The U.S. State Department has failed in its ability to handle Freedom of Information Act requests, a report released by the Office of Inspector General (OIG) on Thursday has claimed.
The report said the State Department gave an "inaccurate and incomplete" reply when asked two years ago about Hillary Clinton's email accounts, the Washington Post reports. At that time, officials told Citizens for Responsibility and Ethics they had no information or documentation of the former Secretary's email accounts aside from her official, government one.
Further, the report indicates that providing faulty responses to requests made while Clinton was in office was in fact a long-standing problem.
"The searches performed by S/ES do not consistently meet statutory and regulatory requirements for completeness and rarely meet requirements for timeliness," the Evaluation of the Department of State's FOIA Processes for Requests Involving the Office of the Secretary report said.
The report claims that people have waited more than 500 days for a reply from the secretary's office when they were seeking records, the Washington Post reports. The office has also been accused of having no written procedure for handling such requests and there has been no senior official in charge of dealing with the requests.
The report also indicates that dozens of senior government officials would send Clinton business emails to her private account, Newsweek reports.
In fact, Clinton and her staff would send classified information over the server, according to The Federalist. They also claim that nearly 1,300 emails contained this classified information.

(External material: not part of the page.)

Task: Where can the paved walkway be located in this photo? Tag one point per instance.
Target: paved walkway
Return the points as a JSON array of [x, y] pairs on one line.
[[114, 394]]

Even more concerning to some has been the report's claim that "officials in IPS and attorneys for the Department identified instances in which S/ES reported that records did not exist, even though it was later revealed that such records did exist." The report also said that Staff in the Office of the Secretary had not accessed proper training to understand their FOIA duties.
State Department Inspector General Steve Linick has indicated an additional report he has been planning could look at Clinton's use of personal email and how that affected the Department's ability to conserve records, according to the Washington Post.
Brian Fallon, a spokesman for the Clinton campaign, said, "The Department had a preexisting process in place to handle the tens of thousands of requests it received annually, and that established process was followed by the Secretary and her staff throughout her tenure."
The State Department choose to release 2,900 pages of Clinton's emails on the same day the report was released, The Hill reports. The Department has been ordered to release 55,000 pages by the end of January.